Last night’s midterm election results were weird. Not because the pendulum of Congressional control swung back to the Republican Party; the tick-tock cycle of midterm power shifts been the standard in the United States for decades. Not because Senator Mitch McConnell refused to answer the phone when President Obama called to congratulate him on his landslide reelection victory. Not even because Karl Rove went on national television dressed like a fucking cowboy.
A real thing that happened
No, last night’s midterm election results were weird because Americans voted to legalize marijuana, to have better access to abortions, to implement a higher minimum wage… and to operate under a new set of GOP overlords.
In the wise words of Big Bird: One of those things is not like the other. One of those things just doesn’t belong.
But here we are, and here’s what happened, and here’s what it means for you.
House Republicans won at least nine seats last night, which means they’ll take up 245 spots in the 114th Congress, compared to the the Democrats’ 174-ish. (Some votes are still being counted and some run-offs will be necessary.) According to the New York Times, that’s the largest Republican majority in the House of Representatives since Truman was president. The GOP also snagged seven Senate seats, giving them their first majority since the good ol’ Bush administration.
What does that mean for the waning days Obama’s presidency? It depends on who you ask, obviously.
NYT thinks it’s pretty awful news for his legacy:
Democratic midterm losses during the Obama presidency now rival those of both Richard M. Nixon in 1974 and Bill Clinton in 1994 as the most destructive to his party’s political standing in Congress in the post-World War II era.

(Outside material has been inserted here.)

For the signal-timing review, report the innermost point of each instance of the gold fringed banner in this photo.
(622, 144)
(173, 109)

BuzzFeed thinks it’s no big deal, to be honest:
The flip of the Senate will be remembered for one thing: It will be the first time in history that a major party took control of both chambers of Congress and absolutely nothing changed.
Vox thinks a whole lot more of nothing is going to get accomplished:
We’ll have a Republican caucus that is more conservative than it is now, and a Democratic caucus that is more liberal than it is now, [because] you’re subtracting moderates from the Democratic caucus, and adding very conservative Republicans to the GOP caucus. If one of the problems voters had with Washington was that nothing got done, it’s not going to get better after this election.
And New York Magazine‘s Daily Intelligencer thinks everyone should just calm down:
For the last two decades, neither party has held control of the Senate for more than eight years. For all the rhetoric you’ll hear in the coming days from Republicans that this is a mandate, it isn’t. Republicans still have a real challenge putting together a winning coalition in presidential campaign years. Democrats still have a hard time putting one together in the midterms. None of that appears to have changed on Tuesday night.
Wisconsin reelected Scott Walker. Florida reelected Rick Scott. Michigan reelected Rick Snyder. But those victories were mostly expected. My girlfriend is a native Wisconsinite and last night she said she thinks Scott Walker could punch a baby in the face and still win votes. The surprise GOP governor victories came in liberal bastions like Maryland, Illinois, and Massachusetts. And then there were states that were on the purple fence but learning Democratic — states like Iowa — that ultimately tilted Republican in their gubernatorial elections.
Maine also failed to elect Mike Michaud, who would have been the first openly gay person to be elected as governor. (New Jersey mayor Jim McGreevey came out in 2004, but he did so in his resignation speech.)
These victories are actually a more alarming than the Congressional ones, because it’s governors and state legislatures that do the most damage with conservative social policies these days. Abortion, immigration, LGBT rights, gun control: Watch as more red states than ever try to legislate these issues with medieval morality.
All eyes are now on the 2016 presidential election. When and how is Hillary Clinton going to announce her candidacy? Is Elizabeth Warren going to step up to the plate to challenge her?
Are Republican candidates going to do that dumbass thing again where they run wildly toward the Tea Party spewing anti-gay, anti-woman, anti-logic bullshit only to try to turn around in midstream when the general election arrives and the majority of voters force them to act like it’s 2016 and not 1600? Or are they going to get their shit together and acknowledge they can’t win national elections with their homophobic rhetoric and legislation? Marriage equality seems like a done deal at this point as it barrels its way to the legal system, but will all these Republican lawmakers allow anti-equality legislation to reach the floor of their assemblies?
If history is any indication, we’re only a few months away from the start of the next presidential election. Gird your loins, dial in Rachel Maddow, and get ready to get busy with grassroots campaigns.
Edit: Based on projections at the time of posting, the original version of this article stated that Democratic candidate John Hickenlooper lost Colorado’s gubernatorial race, but the election has since been called in his favor. Yay!